Aminatu Haidar es noticia en todos los telediarios debido, fundamentalmente, a la huelga de hambre que comenzó el día 15 del pasado mes de noviembre y que aún mantenía en el momento de escribir este artículo. Aminatu es una activista por la independencia saharaui y una luchadora incansable en pro de los Derechos Humanos. Dos causas que me parecen justas y merecedoras de todos los esfuerzos que se les puedan dedicar. Aminatu había recibido un prestigioso premio en la ciudad de Nueva York y cuando regresaba a su país, tras su recogida, fue detenida ilegalmente por las fuerzas de seguridad marroquíes; un día después de esta detención, fue expulsada del El Aaiún con lo que se puede calificar de abuso de poder del Gobierno de Marruecos. Su destino: España; más concretamente, la isla canaria de Lanzarote. Y fue en ese momento cuando comenzó un problema de muy difícil solución. Aminatu quiere volver a El Aaiún y que se le devuelva el pasaporte que le fue requisado en el momento de su detención y que el Gobierno de Marruecos aún tiene en su poder. España le ofrece tres posibles soluciones: el asilo político, solicitar un nuevo pasaporte o adoptar la nacionalidad española. Las tres han sido rechazadas por la activista y no voy a ser yo quien ponga en duda sus razones. Pero la cuestión es que ni cede Marruecos, ni Aminatu acepta lo que España tiene posibilidad de ofrecer.

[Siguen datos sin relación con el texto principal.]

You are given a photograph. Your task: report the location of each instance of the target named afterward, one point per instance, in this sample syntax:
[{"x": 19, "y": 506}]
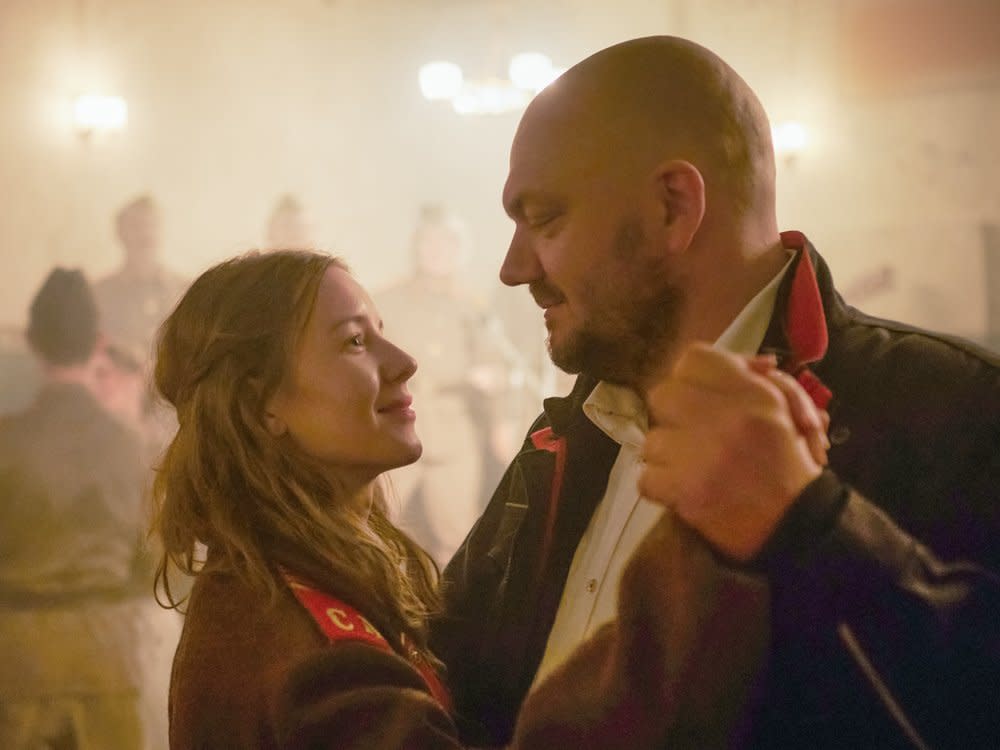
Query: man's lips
[
  {"x": 401, "y": 404},
  {"x": 546, "y": 298}
]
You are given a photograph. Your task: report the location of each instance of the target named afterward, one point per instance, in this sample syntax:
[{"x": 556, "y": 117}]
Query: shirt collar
[{"x": 619, "y": 412}]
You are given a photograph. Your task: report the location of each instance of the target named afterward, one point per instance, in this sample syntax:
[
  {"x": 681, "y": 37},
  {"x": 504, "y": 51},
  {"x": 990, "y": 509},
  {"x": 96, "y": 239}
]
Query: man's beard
[{"x": 636, "y": 321}]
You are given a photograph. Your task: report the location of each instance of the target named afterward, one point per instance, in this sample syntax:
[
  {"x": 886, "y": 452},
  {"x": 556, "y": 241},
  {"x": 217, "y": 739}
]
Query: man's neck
[{"x": 726, "y": 282}]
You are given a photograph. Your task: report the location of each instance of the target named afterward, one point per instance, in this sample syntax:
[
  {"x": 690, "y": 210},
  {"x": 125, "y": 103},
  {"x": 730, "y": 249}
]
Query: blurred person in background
[
  {"x": 307, "y": 623},
  {"x": 288, "y": 226},
  {"x": 134, "y": 299},
  {"x": 432, "y": 315},
  {"x": 83, "y": 650}
]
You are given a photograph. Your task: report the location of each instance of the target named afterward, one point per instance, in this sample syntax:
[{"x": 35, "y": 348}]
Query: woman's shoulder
[{"x": 278, "y": 664}]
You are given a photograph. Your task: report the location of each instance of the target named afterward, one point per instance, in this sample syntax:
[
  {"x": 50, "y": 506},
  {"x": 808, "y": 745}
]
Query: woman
[{"x": 306, "y": 626}]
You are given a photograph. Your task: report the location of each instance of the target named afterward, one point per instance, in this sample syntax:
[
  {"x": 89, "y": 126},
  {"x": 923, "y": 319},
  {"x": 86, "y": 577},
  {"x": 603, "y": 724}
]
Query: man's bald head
[{"x": 656, "y": 98}]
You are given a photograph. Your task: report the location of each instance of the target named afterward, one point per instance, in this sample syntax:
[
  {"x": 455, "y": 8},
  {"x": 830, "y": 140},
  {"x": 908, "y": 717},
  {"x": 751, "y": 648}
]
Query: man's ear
[{"x": 681, "y": 192}]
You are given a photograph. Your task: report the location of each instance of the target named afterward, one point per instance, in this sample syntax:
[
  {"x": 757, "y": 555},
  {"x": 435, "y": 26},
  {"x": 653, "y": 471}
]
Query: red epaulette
[{"x": 339, "y": 621}]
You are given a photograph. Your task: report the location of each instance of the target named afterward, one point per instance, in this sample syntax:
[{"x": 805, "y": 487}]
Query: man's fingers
[{"x": 809, "y": 420}]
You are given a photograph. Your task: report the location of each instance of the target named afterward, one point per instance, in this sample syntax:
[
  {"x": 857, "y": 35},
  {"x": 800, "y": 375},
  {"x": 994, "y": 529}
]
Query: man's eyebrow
[
  {"x": 360, "y": 319},
  {"x": 516, "y": 206}
]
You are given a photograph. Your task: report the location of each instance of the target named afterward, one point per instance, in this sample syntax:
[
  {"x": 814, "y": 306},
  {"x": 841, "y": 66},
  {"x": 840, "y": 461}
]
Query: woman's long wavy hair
[{"x": 256, "y": 502}]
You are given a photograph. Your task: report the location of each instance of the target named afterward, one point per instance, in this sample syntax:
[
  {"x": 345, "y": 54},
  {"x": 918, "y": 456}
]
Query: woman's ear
[
  {"x": 681, "y": 192},
  {"x": 275, "y": 424}
]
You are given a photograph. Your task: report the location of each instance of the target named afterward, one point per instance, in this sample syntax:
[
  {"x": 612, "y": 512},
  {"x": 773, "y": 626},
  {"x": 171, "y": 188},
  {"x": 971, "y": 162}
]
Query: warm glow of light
[
  {"x": 789, "y": 137},
  {"x": 96, "y": 112},
  {"x": 532, "y": 71},
  {"x": 440, "y": 80},
  {"x": 489, "y": 98}
]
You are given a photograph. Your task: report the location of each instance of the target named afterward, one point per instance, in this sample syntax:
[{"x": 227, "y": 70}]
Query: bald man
[{"x": 641, "y": 188}]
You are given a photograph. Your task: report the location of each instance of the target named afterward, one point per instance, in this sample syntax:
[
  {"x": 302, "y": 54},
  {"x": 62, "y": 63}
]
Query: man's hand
[{"x": 732, "y": 443}]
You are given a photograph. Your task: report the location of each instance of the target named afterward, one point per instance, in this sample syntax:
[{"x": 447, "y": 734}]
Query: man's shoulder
[{"x": 892, "y": 344}]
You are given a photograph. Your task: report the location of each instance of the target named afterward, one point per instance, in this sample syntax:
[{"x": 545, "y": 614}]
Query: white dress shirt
[{"x": 622, "y": 518}]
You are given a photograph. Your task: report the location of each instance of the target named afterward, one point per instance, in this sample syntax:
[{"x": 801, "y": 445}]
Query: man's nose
[{"x": 520, "y": 265}]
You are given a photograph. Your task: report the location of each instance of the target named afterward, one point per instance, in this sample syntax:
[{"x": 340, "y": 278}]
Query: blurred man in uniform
[{"x": 138, "y": 296}]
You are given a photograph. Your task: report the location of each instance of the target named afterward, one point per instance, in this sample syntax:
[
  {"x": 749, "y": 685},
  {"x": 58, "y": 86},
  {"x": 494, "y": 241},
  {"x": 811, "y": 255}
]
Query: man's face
[{"x": 584, "y": 244}]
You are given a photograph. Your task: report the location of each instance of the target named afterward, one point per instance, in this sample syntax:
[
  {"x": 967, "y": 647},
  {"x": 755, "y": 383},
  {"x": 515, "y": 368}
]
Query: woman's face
[{"x": 344, "y": 399}]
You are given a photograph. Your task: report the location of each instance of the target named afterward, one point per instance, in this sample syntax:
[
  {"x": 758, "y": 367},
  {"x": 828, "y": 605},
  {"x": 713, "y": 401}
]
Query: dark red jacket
[{"x": 883, "y": 576}]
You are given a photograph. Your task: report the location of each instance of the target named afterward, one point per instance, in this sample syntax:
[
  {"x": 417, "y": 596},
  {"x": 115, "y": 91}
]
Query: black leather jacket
[{"x": 885, "y": 574}]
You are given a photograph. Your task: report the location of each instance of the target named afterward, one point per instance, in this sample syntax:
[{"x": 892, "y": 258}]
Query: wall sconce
[
  {"x": 528, "y": 73},
  {"x": 96, "y": 113}
]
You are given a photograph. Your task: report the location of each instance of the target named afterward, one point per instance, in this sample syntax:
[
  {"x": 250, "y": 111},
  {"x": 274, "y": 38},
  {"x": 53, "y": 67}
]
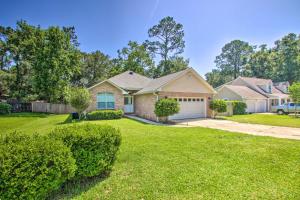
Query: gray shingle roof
[
  {"x": 159, "y": 82},
  {"x": 130, "y": 80},
  {"x": 245, "y": 92},
  {"x": 257, "y": 81}
]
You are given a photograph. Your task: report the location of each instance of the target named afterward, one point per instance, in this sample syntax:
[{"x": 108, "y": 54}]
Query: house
[
  {"x": 137, "y": 94},
  {"x": 259, "y": 94}
]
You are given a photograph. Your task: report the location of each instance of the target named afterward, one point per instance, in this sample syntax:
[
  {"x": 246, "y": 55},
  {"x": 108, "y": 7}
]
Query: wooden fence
[{"x": 51, "y": 108}]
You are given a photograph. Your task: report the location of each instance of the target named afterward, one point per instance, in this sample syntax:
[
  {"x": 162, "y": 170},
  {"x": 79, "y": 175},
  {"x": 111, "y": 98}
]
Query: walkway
[{"x": 253, "y": 129}]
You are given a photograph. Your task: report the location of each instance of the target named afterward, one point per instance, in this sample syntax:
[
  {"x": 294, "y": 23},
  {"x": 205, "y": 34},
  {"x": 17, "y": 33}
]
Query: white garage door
[
  {"x": 261, "y": 106},
  {"x": 250, "y": 106},
  {"x": 190, "y": 108},
  {"x": 256, "y": 106}
]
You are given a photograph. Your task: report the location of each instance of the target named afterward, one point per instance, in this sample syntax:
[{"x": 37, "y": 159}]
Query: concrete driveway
[{"x": 253, "y": 129}]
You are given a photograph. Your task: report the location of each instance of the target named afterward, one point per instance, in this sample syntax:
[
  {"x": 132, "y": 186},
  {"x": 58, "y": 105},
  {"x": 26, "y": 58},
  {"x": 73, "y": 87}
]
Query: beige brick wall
[
  {"x": 144, "y": 106},
  {"x": 106, "y": 87}
]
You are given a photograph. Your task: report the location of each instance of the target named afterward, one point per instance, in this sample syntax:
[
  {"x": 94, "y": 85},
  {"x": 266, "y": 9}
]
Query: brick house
[{"x": 137, "y": 94}]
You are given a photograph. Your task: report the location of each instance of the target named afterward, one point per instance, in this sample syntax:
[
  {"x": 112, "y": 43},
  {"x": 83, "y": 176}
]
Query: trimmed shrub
[
  {"x": 166, "y": 107},
  {"x": 80, "y": 99},
  {"x": 33, "y": 166},
  {"x": 218, "y": 106},
  {"x": 105, "y": 114},
  {"x": 239, "y": 107},
  {"x": 94, "y": 147},
  {"x": 5, "y": 108}
]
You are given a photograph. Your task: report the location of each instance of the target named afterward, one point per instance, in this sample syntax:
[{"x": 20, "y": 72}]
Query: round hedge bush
[
  {"x": 105, "y": 114},
  {"x": 166, "y": 107},
  {"x": 94, "y": 147},
  {"x": 5, "y": 108},
  {"x": 33, "y": 166}
]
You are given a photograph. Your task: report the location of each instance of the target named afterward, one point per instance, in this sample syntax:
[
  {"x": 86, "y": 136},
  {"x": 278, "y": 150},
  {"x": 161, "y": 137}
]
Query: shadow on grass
[
  {"x": 27, "y": 114},
  {"x": 74, "y": 188}
]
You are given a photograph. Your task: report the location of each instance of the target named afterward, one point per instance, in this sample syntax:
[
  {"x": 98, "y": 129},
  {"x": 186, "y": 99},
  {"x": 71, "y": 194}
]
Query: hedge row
[
  {"x": 105, "y": 114},
  {"x": 94, "y": 147},
  {"x": 33, "y": 166},
  {"x": 5, "y": 108}
]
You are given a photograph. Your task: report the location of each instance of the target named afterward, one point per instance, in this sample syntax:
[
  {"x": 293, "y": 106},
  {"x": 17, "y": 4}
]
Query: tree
[
  {"x": 80, "y": 99},
  {"x": 295, "y": 94},
  {"x": 165, "y": 108},
  {"x": 20, "y": 46},
  {"x": 56, "y": 61},
  {"x": 168, "y": 42},
  {"x": 172, "y": 65},
  {"x": 294, "y": 91},
  {"x": 218, "y": 106},
  {"x": 235, "y": 55},
  {"x": 134, "y": 58},
  {"x": 287, "y": 52},
  {"x": 5, "y": 57},
  {"x": 5, "y": 79},
  {"x": 216, "y": 78},
  {"x": 261, "y": 64}
]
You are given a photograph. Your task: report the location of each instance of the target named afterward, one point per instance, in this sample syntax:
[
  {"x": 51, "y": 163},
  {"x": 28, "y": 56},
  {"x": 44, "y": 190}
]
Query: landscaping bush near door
[
  {"x": 165, "y": 108},
  {"x": 94, "y": 147},
  {"x": 33, "y": 166},
  {"x": 239, "y": 107},
  {"x": 105, "y": 114},
  {"x": 5, "y": 108}
]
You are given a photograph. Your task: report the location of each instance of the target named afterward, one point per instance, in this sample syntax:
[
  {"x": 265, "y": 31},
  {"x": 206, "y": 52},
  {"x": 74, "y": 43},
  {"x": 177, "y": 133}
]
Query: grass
[
  {"x": 267, "y": 119},
  {"x": 158, "y": 162}
]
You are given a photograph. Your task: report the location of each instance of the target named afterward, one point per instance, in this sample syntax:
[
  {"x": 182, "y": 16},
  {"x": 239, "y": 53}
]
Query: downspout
[{"x": 154, "y": 93}]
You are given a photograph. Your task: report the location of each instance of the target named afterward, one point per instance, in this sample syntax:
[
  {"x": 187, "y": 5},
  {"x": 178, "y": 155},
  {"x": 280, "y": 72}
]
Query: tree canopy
[
  {"x": 167, "y": 42},
  {"x": 238, "y": 58}
]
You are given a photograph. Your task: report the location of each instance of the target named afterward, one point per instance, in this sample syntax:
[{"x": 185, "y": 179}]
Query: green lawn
[
  {"x": 267, "y": 119},
  {"x": 158, "y": 162}
]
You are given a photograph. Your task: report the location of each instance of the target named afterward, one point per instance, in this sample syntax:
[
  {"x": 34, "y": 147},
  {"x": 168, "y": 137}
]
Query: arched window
[{"x": 105, "y": 101}]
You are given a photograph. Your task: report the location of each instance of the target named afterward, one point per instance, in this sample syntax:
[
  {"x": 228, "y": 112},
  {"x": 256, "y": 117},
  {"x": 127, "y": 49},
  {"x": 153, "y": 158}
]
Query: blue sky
[{"x": 108, "y": 25}]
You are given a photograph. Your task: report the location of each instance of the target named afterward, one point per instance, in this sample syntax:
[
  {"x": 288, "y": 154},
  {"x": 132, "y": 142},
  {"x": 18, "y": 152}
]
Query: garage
[
  {"x": 256, "y": 106},
  {"x": 261, "y": 106},
  {"x": 190, "y": 107}
]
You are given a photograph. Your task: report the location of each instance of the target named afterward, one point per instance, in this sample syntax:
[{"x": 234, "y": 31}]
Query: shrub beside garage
[
  {"x": 239, "y": 107},
  {"x": 31, "y": 167},
  {"x": 94, "y": 147},
  {"x": 105, "y": 114}
]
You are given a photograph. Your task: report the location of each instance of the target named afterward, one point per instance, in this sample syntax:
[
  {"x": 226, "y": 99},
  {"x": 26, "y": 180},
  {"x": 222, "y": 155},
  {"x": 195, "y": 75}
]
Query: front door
[{"x": 128, "y": 104}]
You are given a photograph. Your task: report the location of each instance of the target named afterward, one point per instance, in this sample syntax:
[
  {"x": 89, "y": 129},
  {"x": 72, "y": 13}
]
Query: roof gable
[
  {"x": 157, "y": 84},
  {"x": 245, "y": 92},
  {"x": 130, "y": 80}
]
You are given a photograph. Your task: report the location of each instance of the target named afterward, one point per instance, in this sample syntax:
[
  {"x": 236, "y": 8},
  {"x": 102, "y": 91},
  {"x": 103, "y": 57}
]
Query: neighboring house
[
  {"x": 259, "y": 94},
  {"x": 137, "y": 94}
]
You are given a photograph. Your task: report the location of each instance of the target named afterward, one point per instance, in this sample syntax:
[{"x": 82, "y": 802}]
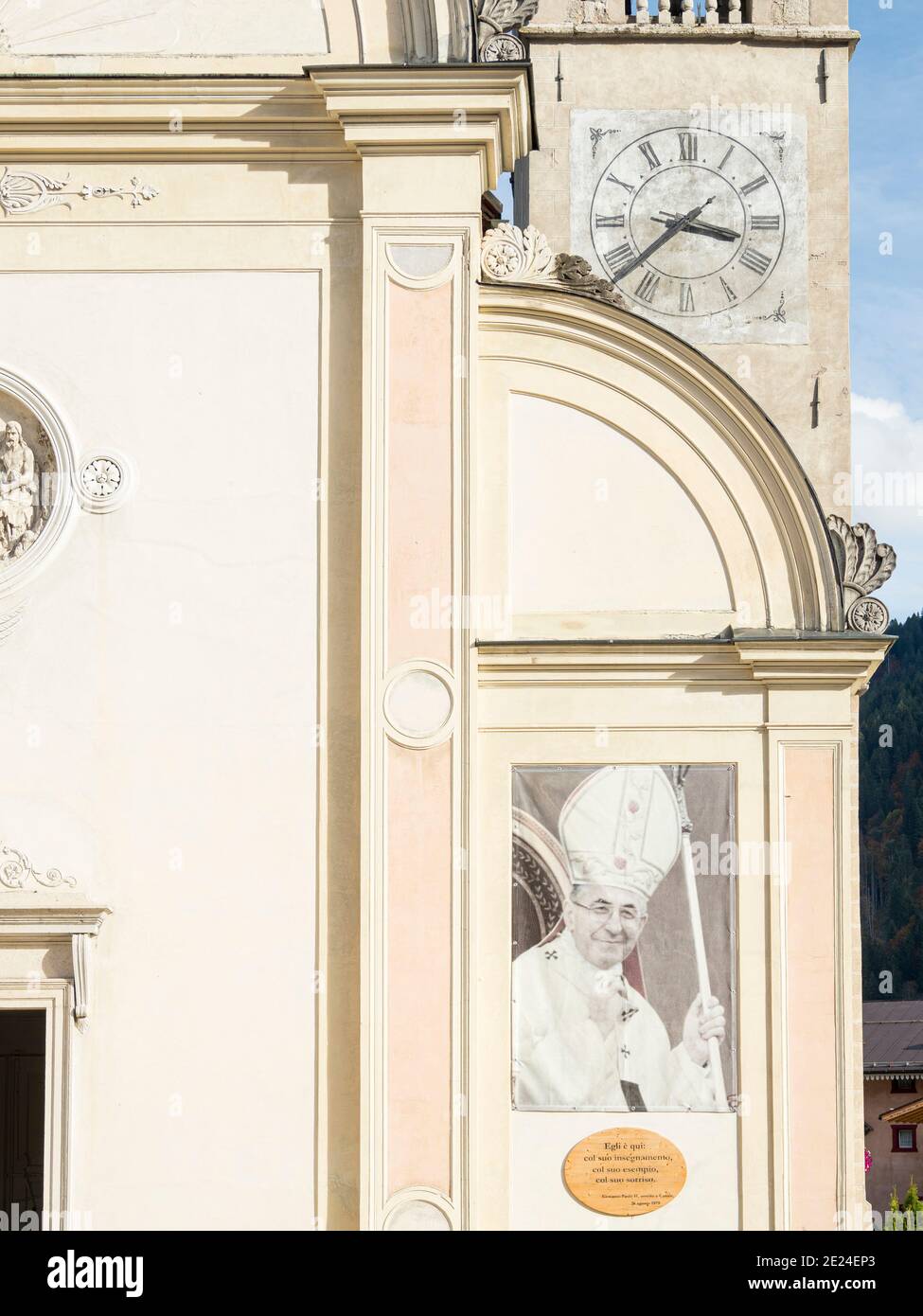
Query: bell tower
[{"x": 697, "y": 155}]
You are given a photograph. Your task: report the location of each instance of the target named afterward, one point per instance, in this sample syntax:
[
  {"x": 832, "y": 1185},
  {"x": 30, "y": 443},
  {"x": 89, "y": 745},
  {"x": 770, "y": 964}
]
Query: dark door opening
[{"x": 21, "y": 1112}]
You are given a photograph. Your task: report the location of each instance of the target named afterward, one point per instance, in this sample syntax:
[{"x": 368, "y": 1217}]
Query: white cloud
[{"x": 879, "y": 408}]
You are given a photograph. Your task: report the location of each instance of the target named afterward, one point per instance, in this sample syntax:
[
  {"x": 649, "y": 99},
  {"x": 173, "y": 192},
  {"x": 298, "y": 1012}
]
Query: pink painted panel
[
  {"x": 418, "y": 483},
  {"x": 810, "y": 803},
  {"x": 418, "y": 977}
]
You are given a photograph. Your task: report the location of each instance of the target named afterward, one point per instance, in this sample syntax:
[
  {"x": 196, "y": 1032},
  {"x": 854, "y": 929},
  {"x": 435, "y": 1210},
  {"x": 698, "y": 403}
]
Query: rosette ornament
[
  {"x": 498, "y": 24},
  {"x": 864, "y": 565}
]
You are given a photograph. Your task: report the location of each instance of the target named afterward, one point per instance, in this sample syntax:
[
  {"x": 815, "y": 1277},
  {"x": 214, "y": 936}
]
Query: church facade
[{"x": 432, "y": 645}]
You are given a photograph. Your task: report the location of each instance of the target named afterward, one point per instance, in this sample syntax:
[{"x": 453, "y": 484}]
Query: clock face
[
  {"x": 687, "y": 222},
  {"x": 698, "y": 218}
]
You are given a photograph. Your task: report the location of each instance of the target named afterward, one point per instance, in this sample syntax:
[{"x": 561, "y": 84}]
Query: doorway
[{"x": 21, "y": 1112}]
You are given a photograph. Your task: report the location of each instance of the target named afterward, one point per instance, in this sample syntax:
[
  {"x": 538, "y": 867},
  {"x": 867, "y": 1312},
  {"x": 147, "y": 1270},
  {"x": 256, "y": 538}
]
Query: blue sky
[{"x": 886, "y": 185}]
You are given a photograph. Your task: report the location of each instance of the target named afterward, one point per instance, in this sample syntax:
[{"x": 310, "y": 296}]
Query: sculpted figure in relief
[{"x": 19, "y": 493}]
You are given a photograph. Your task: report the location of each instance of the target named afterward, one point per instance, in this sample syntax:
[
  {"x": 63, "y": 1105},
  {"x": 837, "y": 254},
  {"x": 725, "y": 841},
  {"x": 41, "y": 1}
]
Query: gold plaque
[{"x": 624, "y": 1171}]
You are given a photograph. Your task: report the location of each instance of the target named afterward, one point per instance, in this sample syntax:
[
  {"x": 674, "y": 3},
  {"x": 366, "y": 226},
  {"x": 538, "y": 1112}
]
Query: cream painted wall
[
  {"x": 158, "y": 711},
  {"x": 694, "y": 70},
  {"x": 175, "y": 27},
  {"x": 596, "y": 524}
]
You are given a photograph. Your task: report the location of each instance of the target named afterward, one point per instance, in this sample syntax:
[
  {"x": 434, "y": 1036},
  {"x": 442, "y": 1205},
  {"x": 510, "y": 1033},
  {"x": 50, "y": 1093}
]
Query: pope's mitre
[{"x": 622, "y": 828}]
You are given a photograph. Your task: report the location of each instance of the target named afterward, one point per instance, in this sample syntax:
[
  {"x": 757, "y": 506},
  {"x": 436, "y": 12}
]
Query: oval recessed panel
[{"x": 624, "y": 1171}]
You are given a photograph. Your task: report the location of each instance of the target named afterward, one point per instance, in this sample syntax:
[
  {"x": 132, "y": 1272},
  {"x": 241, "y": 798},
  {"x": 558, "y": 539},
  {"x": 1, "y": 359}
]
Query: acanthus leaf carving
[
  {"x": 865, "y": 565},
  {"x": 509, "y": 254},
  {"x": 27, "y": 191},
  {"x": 498, "y": 21},
  {"x": 19, "y": 874}
]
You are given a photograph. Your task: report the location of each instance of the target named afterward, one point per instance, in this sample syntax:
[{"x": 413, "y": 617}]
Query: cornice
[
  {"x": 432, "y": 110},
  {"x": 40, "y": 918},
  {"x": 819, "y": 661},
  {"x": 164, "y": 118}
]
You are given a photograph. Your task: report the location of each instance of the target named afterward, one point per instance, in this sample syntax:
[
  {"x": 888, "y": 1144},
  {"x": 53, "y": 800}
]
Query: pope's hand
[{"x": 701, "y": 1025}]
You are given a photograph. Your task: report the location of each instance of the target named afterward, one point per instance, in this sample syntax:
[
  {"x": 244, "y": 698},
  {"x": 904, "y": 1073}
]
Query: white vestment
[{"x": 563, "y": 1058}]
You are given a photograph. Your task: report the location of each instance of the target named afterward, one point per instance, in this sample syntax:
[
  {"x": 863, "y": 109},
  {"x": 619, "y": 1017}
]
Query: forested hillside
[{"x": 890, "y": 816}]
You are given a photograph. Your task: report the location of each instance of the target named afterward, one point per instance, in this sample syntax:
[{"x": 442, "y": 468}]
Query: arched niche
[
  {"x": 414, "y": 32},
  {"x": 629, "y": 489}
]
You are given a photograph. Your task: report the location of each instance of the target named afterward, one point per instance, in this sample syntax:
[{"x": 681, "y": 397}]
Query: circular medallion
[
  {"x": 687, "y": 222},
  {"x": 417, "y": 704},
  {"x": 868, "y": 614},
  {"x": 103, "y": 482},
  {"x": 100, "y": 478},
  {"x": 624, "y": 1171},
  {"x": 502, "y": 49}
]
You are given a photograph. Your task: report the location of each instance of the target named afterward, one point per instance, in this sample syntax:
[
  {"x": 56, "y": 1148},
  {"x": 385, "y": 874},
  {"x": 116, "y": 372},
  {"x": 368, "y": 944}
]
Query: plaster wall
[{"x": 612, "y": 73}]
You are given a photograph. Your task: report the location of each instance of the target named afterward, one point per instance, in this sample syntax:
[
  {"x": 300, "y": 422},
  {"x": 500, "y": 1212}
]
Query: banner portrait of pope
[{"x": 623, "y": 954}]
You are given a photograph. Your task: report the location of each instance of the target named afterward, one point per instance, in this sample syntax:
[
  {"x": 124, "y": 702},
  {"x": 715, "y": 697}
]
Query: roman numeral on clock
[
  {"x": 754, "y": 260},
  {"x": 689, "y": 146},
  {"x": 754, "y": 186},
  {"x": 647, "y": 287},
  {"x": 622, "y": 256}
]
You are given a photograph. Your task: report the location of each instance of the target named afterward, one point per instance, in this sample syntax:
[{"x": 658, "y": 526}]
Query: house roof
[
  {"x": 910, "y": 1113},
  {"x": 893, "y": 1038}
]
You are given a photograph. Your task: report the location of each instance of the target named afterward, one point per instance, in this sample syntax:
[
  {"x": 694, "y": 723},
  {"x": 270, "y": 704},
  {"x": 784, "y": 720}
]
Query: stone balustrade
[{"x": 691, "y": 13}]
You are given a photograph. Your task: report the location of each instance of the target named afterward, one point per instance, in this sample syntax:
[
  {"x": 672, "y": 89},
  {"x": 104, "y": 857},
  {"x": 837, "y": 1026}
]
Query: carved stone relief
[
  {"x": 36, "y": 485},
  {"x": 498, "y": 23},
  {"x": 17, "y": 873},
  {"x": 27, "y": 471},
  {"x": 865, "y": 565},
  {"x": 523, "y": 256}
]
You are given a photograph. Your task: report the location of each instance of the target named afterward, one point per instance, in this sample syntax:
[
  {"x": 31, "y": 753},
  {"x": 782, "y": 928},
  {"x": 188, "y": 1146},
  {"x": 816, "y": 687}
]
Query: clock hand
[
  {"x": 703, "y": 228},
  {"x": 676, "y": 226}
]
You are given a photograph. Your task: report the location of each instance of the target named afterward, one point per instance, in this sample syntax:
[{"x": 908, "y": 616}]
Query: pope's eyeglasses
[{"x": 600, "y": 912}]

No creo que haya nadie que merezca más mi respeto que un activista pro Derechos Humanos; esos derechos que, considerados inalienables por las constituciones de todos los países democráticos, no se duda en enajenar cuando a determinado gobierno le parece oportuno. Pero no por ello puedo considerar lícita una coacción, sea cual sea su causa. No podemos pretender instaurar la paz coaccionando, aunque determinadas ideologías libertarias le otorguen legitimidad cuando es el pueblo quien la ejerce. ¿No estaríamos, si realizamos una coacción, colocándonos en el mismo plano de inmoralidad que los que la ejercen para reforzar su poder?

La coacción, en el Derecho Civil, es un vicio del consentimiento que conlleva la nulidad de lo conseguido mediante su aplicación. No podemos poner nuestra mirada en el fin que se pretende conseguir para darle, a esa acción, una legitimidad que, en ese marco concreto, no tiene; porque si desdibujamos las líneas que separan lo correcto de lo que no lo es, corremos el riesgo de que dichas líneas dejen de existir; y si ya es difícil vivir en el mundo, tal y como los estamos construyendo, imaginad como sería si terminase imperando la ley del más fuerte. A las claras, quiero decir.